Hepatoma derived growth factor (HDGF) dynamics in ovarian cancer cells

Karuna Giri, Christina M Pabelick, Priyabrata Mukherjee, Y.s. Prakash

Research output: Contribution to journalArticle

8 Scopus citations

Abstract

As a leading cause of cancer death among women, identification of pathophysiologically-relevant biomarkers for ovarian cancer is important.
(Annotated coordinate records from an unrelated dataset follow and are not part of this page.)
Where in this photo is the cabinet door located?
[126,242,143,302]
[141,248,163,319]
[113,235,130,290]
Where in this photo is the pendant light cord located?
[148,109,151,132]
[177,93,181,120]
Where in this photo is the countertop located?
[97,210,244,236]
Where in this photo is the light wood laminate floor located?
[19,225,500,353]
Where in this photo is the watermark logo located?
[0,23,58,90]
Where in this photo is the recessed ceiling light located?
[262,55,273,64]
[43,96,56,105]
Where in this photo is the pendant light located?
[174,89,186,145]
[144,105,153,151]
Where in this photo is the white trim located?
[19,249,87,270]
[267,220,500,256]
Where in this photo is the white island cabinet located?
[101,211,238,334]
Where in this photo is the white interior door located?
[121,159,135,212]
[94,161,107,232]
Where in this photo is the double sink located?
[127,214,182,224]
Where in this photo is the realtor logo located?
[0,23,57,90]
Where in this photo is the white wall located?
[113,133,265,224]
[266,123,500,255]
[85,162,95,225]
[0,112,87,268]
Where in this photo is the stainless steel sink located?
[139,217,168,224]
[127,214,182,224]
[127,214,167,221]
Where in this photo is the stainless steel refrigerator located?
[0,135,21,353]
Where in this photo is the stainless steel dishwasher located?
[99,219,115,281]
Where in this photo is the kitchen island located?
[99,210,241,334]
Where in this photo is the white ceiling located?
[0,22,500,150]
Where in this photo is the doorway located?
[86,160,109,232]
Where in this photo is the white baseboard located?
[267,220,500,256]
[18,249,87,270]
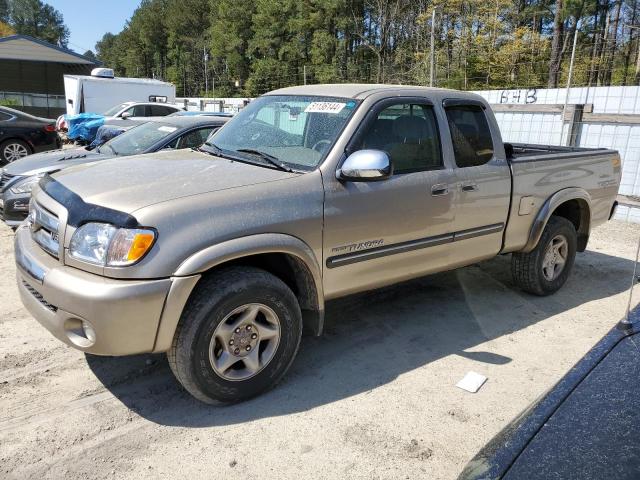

The heparin binding, hepatoma-derived growth factor (HDGF) is overexpressed in ovarian cancer cell lines and may have prognostic value, but the mechanism by which this predominantly nuclear protein is secreted or functions is unknown. In this study, we focused on the circumstances under which HDGF is released by cells and the functional relevance of extracellular HDGF in the context of ovarian cancer. Immunofluorescence imaging showed nuclear localization of HDGF in ovarian cells, but unlike what is reported for other cell types, HDGF was minimally secreted into the media. However, HDGF was passively released by necrotic and late apoptotic cells. Extracellular HDGF was functionally relevant as it stimulated phosphorylation of ERK 1/2 and P38 in both non-cancer and ovarian cancer cells, and enhanced cellular migration. Overall, our study uncovers a novel function of HDGF as a messenger of cellular condition (alarmin) which in-turn modulates cellular function-aspects that could be used as a biomarker for ovarian cancer.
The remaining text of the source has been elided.